Python WebSocket Client

import asyncio
import websockets
import json
from typing import Callable, Set

class AsyncExchangeRateWebSocket:
    """
    Asynchronous WebSocket client for exchange rates.
    """

    def __init__(self, ws_url: str, api_key: str):
        self.ws_url = f"{ws_url}?api_key={api_key}"
        self.ws = None
        self.callbacks = []
        self.subscribed_pairs: Set[str] = set()

    async def connect(self):
        """Establish WebSocket connection."""
        self.ws = await websockets.connect(self.ws_url)
        print("WebSocket connected")

        # Resubscribe to pairs
        if self.subscribed_pairs:
            await self.subscribe(list(self.subscribed_pairs))

    async def subscribe(self, pairs: list):
        """Subscribe to currency pairs."""
        self.subscribed_pairs.update(pairs)

        message = {
            'action': 'subscribe',
            'pairs': pairs
        }
        await self.ws.send(json.dumps(message))

    async def listen(self):
        """Listen for incoming messages."""
        try:
            async for message in self.ws:
                data = json.loads(message)
                await self.handle_message(data)

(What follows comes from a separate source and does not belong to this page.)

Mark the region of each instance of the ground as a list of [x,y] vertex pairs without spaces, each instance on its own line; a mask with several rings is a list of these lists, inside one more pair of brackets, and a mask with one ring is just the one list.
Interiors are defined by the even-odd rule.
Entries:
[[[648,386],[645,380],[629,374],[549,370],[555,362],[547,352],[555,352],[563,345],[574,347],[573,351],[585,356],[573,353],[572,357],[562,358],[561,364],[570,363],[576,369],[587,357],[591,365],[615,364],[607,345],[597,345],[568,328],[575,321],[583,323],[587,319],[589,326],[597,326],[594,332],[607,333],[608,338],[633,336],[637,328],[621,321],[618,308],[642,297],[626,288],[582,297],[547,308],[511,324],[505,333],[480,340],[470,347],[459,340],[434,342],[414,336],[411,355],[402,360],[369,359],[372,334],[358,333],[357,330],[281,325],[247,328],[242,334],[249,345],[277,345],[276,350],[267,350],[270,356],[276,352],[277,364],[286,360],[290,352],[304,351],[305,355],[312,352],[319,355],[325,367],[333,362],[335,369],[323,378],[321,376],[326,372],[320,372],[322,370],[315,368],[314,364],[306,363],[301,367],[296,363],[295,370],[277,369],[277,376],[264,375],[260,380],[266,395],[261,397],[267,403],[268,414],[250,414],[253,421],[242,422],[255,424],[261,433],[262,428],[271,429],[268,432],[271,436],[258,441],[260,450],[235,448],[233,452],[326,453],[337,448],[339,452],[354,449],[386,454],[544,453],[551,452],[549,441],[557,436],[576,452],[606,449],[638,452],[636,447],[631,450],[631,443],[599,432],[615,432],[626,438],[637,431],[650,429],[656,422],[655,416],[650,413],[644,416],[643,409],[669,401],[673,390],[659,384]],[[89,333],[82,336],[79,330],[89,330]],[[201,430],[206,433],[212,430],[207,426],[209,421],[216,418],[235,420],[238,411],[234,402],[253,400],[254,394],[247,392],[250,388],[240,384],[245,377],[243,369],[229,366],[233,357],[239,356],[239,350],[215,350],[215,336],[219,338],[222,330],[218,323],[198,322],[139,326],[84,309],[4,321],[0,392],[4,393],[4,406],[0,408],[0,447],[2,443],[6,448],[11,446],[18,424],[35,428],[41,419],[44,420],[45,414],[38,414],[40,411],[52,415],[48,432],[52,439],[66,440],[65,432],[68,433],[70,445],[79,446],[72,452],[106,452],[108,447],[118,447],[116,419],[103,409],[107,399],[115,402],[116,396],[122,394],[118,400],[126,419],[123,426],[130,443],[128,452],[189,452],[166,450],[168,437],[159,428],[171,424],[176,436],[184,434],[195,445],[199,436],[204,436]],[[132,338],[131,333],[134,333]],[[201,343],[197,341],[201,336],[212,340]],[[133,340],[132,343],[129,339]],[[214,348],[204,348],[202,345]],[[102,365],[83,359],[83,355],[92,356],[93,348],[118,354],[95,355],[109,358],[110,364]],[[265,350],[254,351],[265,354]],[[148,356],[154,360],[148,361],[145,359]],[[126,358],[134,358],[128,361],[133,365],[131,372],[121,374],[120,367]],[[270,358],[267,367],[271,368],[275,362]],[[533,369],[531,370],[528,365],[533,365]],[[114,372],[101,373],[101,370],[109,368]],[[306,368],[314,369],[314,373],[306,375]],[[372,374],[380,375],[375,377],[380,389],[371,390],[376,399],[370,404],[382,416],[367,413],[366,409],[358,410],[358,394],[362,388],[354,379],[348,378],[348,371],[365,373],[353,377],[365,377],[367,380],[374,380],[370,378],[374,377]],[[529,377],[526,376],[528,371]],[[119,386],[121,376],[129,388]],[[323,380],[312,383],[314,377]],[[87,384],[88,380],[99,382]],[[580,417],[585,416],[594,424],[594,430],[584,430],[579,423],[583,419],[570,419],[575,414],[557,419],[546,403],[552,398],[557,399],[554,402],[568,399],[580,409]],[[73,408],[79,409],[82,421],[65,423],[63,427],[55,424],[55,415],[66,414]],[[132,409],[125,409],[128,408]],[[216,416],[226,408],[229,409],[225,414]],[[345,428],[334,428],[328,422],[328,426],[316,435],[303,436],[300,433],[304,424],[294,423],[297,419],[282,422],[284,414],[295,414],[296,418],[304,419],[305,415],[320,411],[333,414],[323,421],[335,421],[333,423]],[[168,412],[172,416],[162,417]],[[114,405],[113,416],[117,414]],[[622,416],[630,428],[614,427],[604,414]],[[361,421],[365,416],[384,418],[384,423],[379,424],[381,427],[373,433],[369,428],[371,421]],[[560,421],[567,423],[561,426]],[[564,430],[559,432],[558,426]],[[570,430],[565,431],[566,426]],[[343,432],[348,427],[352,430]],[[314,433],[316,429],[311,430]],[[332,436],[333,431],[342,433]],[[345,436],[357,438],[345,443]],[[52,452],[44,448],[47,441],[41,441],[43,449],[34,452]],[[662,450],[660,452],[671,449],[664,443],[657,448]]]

        except websockets.exceptions.ConnectionClosed:
            print("Connection closed, attempting to reconnect...")
            await asyncio.sleep(5)
            await self.connect()
            await self.listen()

    async def handle_message(self, data: dict):
        """Process incoming message."""
        for callback in self.callbacks:
            try:
                if asyncio.iscoroutinefunction(callback):
                    await callback(data)
                else:
                    callback(data)
            except Exception as e:
                print(f"Callback error: {e}")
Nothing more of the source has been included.